Joshua Boyle speaks to the media after arriving at the Pearson International Airport in Toronto on Friday, Oct. 13, 2017.
Photo Credit: Nathan Denette

Former hostage Joshua Boyle to remain in custody

Former Afghanistan hostage Joshua Boyle remains in police custody after making another a brief court appearance via video from the Ottawa-Carleton Detention Centre Monday morning.

The case has been set over another week for the prosecution to work with Boyle’s defence lawyer on a bail plan, regarding the 15 charges he is facing.

Boyle is scheduled back in court on Monday, Jan. 15.

Boyle, 34, is facing eight counts of assault, two of sexual assault, two of unlawful confinement.

He also faces one count each of misleading police to “divert suspicion from himself,” uttering a death threat, and administering a noxious substance, namely Trazodone.

Last week, disclosure was made in the case.
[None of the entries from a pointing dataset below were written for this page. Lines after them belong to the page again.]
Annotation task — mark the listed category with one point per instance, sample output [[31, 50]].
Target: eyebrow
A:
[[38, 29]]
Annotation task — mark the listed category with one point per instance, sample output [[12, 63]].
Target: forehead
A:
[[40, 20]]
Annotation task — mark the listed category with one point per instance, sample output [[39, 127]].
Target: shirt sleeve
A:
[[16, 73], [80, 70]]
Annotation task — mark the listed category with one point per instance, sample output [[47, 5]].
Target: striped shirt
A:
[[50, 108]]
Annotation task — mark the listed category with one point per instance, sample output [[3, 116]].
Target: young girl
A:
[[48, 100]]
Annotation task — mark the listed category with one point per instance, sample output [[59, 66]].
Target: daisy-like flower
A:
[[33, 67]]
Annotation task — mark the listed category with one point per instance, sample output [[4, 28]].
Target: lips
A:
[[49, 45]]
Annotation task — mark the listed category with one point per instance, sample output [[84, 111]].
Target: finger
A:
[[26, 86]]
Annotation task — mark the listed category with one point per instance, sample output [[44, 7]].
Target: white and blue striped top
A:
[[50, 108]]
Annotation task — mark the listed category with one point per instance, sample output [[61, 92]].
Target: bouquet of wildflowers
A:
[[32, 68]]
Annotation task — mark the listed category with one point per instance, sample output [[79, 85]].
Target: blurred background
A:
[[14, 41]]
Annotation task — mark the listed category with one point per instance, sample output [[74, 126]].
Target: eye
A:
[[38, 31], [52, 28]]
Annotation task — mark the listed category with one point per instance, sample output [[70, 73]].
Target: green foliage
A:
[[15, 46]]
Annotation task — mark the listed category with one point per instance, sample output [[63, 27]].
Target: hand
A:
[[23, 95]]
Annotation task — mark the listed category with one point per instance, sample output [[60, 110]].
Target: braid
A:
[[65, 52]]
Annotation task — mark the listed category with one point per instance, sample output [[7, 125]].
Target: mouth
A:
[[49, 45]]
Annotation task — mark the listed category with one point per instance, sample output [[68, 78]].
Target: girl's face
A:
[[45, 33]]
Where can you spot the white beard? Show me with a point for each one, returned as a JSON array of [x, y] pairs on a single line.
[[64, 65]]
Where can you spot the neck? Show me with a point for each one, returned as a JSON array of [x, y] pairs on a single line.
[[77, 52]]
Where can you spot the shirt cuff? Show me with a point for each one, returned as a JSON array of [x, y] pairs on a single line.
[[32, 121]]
This is the process by which the prosecutors turn over evidence to the defence. It allows Boyle’s legal team to determine how they want to plead, and how to stage the defence of their client.

It is alleged the offences happened in Ottawa between Oct. 14 and Dec. 30.

A court-ordered ban prevents publication of information that would identify any of the alleged victims or any evidence submissions or information disclosed in the bail proceedings.

Boyle’s lawyer, Eric Granger, wrote in an email to Radio Canada International that his client is presumed innocent and has never been in trouble before.

“We look forward to receiving the evidence and defending him against these charges,” Granger wrote.

This frame grab from video provided by the Coleman family shows Caitlan Coleman and Joshua Boyle.
This frame grab from video provided by the Coleman family shows Caitlan Coleman and Joshua Boyle. © Coleman Family/Associated Press

Boyle, his American wife, Caitlan Coleman, and their three children were rescued in October in a commando raid by Pakistani forces, five years after the couple were abducted while on a backpacking trip in Afghanistan. The children were born in captivity.

Several questions have been raised in the media about what Boyle, who was previously married to Zaynab Khadr, daughter of Ahmed Said Khadr, a senior associate of Osama bin Laden, was doing in Afghanistan and why he had knowingly travelled to areas controlled by the notorious Taliban-allied Haqqani network with his seven-month pregnant wife.

Boyle has condemned his captors for raping his wife and inducing an abortion.

Shortly after arriving in Canada Boyle told reporters that the family will be focusing on building a “secure sanctuary” for the surviving children “to focus on edification and to try to regain some portion of the childhood that they have lost.”